I think it's criminal you can't spell my name right ;-)

It's a shame that things are the way they are, but I think it's necesary. The industry in aus (and probably in the states too) is that the industry has failed to self regulate. It's not hard to get your basic arb ticket in aus, it only takes a year. They've put the requirement up now, so you need to be a level 3 which takes a second year. Guys should have done the right thing, but they abused it and topped and hacked trees. It's mostly driven by uninformed customers, but the flipside of the coin is uneducated tree workers who are hungry for a dollar and readily agree to push the limit way too far.

I've found most councils are very reasonable, when legitimate work is done. The 10% is really a soft limit, it's just there to give them grounds for prosecution of obvious hacks. You can easily apply for and receive a permit for more than that amount, so long as you're doing legitimate tree work. If you were in the position of being a tree officer and had to name some kind of base percentage for all trees to prevent destruction of trees, would you have put the number at 50%? Higher? Unlimited for anyone qualified? For what it's worth, the council tree officers are almost all ex tree workers put out to pasture, most have 20+ years industry experience and a minimum of a diploma in horticulture. I think it's a sensible base. If you want to start saying that ISA is all wrong then I haven't got much to say to you ;-)

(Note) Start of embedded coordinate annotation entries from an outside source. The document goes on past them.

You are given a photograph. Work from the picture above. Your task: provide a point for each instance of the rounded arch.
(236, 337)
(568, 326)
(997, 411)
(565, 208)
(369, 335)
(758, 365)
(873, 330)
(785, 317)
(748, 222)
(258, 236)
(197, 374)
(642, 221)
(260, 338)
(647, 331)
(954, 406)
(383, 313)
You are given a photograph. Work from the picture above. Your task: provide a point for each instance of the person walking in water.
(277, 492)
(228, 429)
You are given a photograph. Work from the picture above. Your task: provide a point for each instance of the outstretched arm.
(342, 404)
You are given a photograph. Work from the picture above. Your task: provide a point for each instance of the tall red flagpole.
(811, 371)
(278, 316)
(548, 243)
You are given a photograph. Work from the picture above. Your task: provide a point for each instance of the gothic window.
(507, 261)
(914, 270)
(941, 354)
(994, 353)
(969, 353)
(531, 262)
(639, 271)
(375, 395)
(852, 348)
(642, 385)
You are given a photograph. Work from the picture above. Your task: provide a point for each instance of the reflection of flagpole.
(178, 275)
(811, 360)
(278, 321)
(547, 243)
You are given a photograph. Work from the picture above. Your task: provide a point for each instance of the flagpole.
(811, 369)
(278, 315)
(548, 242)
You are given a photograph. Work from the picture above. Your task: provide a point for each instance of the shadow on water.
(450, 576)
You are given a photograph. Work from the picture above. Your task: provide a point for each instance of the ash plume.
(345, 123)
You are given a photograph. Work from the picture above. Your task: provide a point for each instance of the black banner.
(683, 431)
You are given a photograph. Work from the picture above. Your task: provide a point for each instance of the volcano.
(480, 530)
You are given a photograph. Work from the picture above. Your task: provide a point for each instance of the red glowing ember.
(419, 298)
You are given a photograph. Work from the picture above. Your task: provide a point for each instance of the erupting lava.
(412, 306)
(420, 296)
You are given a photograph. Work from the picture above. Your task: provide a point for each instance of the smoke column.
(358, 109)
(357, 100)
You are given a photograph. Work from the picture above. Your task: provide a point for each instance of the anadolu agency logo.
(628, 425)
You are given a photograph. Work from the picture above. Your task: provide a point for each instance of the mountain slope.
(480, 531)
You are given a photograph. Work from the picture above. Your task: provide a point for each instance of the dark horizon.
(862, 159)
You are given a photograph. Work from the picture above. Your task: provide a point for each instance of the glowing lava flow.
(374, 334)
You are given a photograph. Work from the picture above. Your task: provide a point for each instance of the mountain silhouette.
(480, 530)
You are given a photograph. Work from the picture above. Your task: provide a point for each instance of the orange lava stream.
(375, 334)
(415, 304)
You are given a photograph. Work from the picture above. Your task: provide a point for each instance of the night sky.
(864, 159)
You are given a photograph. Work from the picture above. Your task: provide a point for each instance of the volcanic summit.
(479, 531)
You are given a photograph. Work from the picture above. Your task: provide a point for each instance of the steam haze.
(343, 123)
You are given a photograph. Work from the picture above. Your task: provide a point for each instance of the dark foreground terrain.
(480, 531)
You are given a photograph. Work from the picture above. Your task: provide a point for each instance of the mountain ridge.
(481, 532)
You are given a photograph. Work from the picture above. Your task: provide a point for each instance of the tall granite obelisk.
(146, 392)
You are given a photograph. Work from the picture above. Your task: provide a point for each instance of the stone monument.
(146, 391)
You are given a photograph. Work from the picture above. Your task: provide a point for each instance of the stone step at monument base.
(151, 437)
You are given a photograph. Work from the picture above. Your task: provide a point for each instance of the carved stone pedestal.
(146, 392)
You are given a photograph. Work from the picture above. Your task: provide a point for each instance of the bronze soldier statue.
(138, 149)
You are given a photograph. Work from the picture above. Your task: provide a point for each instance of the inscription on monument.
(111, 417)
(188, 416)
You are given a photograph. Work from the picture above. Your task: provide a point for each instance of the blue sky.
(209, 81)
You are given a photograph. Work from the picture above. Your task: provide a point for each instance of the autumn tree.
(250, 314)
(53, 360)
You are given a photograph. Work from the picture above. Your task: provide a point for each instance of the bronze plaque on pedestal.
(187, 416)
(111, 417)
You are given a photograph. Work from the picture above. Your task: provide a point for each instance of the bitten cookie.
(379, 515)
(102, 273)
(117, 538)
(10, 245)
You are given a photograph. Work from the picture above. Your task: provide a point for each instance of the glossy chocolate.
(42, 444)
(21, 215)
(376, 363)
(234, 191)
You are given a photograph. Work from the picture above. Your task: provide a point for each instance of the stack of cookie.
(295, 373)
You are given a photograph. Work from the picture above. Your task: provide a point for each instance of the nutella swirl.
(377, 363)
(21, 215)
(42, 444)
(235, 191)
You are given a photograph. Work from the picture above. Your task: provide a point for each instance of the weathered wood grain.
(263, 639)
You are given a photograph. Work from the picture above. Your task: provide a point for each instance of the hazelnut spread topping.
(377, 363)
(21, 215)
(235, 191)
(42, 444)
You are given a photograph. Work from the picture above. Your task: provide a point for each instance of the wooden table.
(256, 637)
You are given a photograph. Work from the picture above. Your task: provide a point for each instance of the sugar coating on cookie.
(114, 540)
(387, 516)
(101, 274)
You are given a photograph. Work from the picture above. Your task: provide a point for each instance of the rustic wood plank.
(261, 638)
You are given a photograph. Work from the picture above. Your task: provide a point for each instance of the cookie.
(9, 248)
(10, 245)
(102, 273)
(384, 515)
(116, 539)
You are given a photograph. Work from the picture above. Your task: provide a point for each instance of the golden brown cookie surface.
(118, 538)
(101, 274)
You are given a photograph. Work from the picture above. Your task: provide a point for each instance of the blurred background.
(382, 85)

I'd rather remove a tree and replant something more appropriate than top it. If you're happy selling continuous topping of trees then maybe you ought to be in powerline clearance work ;-) For myself, I'm trying to sell quality tree work.
Shaun


----------



## arborjockey (Dec 12, 2012)

Sorry sean
I'll put this again. KEEP THE GOVERNMENT OUT OF ALL BUSINESS. Everyone they have ever tried to help they have crushed with ignorance. Now keep in mind I've gotten the boot from 2 websites down under because of politics. You have no freedom of speech down under and that's a crime. We left the queen because of taxation without representation and that's what government leads to. We have that now in our country and I don't want it getting worse. Your council members have 20 years in the business. If their so good how come EKKA cant get on board My consulting arborist is 87. He understands the Japanese have been pruning this way for thousands of years and it works. They're in the same climate as the N.W and parts of Hawaii. Some of these VISTA prunes are done on trees that are older then Gods grandpa. Year after year. Now you come along and say remove and replant. 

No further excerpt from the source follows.